There is, of course, nothing new here. In our country’s more recent days, many — from Joseph McCarthy and James Colescott to George Wallace and Donald Trump — have turned toward dog whistles and sinisterism to sway folks toward their darkest impulses. It doesn’t take wisdom or even smarts to rally the uninformed. It only takes volume. And, in 2021-22, a solid social media game (Not for nothing, Tanya’s website includes a page where supporters can donate money. Where do the funds go? Well, um … eh — it doesn’t say.)

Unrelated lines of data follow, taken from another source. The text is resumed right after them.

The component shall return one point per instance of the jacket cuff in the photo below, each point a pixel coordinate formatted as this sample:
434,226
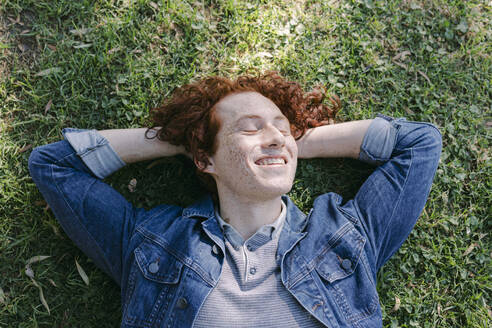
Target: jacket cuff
379,140
94,150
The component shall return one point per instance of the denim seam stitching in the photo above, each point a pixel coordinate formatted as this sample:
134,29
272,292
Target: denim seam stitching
77,216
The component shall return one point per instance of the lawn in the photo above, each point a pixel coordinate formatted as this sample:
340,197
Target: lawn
104,64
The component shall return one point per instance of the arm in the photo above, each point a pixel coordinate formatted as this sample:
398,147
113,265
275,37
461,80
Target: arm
338,140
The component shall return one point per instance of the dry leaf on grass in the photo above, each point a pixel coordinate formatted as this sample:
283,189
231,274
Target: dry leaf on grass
49,71
3,298
401,55
132,185
29,272
25,148
37,258
82,273
400,64
80,31
469,249
424,76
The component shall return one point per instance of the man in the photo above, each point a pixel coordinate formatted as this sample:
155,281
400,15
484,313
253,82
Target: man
246,256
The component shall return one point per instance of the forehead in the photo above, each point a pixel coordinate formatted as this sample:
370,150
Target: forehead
237,105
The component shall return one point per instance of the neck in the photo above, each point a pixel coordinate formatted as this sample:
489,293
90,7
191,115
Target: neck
247,215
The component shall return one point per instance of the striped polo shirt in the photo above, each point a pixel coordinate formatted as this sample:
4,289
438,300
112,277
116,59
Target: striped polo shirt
250,292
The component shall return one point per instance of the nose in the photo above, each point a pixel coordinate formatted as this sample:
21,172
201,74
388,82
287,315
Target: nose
273,137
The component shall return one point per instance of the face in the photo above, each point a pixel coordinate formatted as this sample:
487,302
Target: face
256,155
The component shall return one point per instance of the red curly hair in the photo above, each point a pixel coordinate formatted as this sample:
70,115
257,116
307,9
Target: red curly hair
188,117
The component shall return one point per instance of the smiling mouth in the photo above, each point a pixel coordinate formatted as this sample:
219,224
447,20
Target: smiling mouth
270,161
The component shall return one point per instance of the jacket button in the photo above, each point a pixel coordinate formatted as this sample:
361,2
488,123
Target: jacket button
182,303
346,264
153,267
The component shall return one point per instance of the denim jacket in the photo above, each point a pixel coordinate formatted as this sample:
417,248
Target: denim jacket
168,259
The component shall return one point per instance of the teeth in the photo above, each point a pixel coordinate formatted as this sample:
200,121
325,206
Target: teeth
268,161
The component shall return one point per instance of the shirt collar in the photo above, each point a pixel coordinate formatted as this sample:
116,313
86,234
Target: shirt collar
259,238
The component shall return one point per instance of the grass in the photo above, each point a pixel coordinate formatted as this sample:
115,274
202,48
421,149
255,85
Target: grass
103,64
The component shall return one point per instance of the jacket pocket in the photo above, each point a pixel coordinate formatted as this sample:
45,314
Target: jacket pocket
344,274
152,285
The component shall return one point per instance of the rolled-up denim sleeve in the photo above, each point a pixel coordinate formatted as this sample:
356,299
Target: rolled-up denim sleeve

But what gets me — what truly gets me — is the unwillingness of schools and school boards and school officials to fight back. I wrote a blog post about Tanya roughly six months ago, and since that time I have received a stream of e-mails and Facebook messages from Putnam County teachers, parents, and administrators begging for … some kind of help. Thanks to Tanya and Co., there have been repeated threats of violence (including a handful of death threats). She has convinced the lemmings at her disposal that the schools are indoctrinating their children; that any book discussing race or gender is not merely a piece of literature, but an instructional manual meant to transform precious little MAGA minds into a Marxist-Socialist stew (Memo to Tanya: I read The Autobiography of Malcolm X as a Mahopac High senior. I have yet to join the Nation of Islam.) In all the generated anger, simple truths seem forgotten: Being a teacher is extraordinarily hard. The pay isn’t making anyone rich. The expressions of appreciation are few and far between. No one signed up for this expecting to face violence from adults.

Scroll through Tanya’s feed, and you’ll see the name of one educator after another, oftentimes accompanied by unfounded accusations and ugly damnations. For celebrities like, oh, George Clooney or Taylor Swift, libel is a tricky thing to prove. Private citizens, however, only have to show the existence of print defamation that is false and “injurious to a person’s reputation, exposes a person to public hatred, contempt or ridicule, or injures a person in his/her business or profession.”

If I’m Tanya Ibrahim, famed seeker of truth, I think about that.

A lot.

And then — maybe, just maybe — I try reading a book.


Jeff Pearlman is a Mahopac native and the New York Times best-selling author of nine books.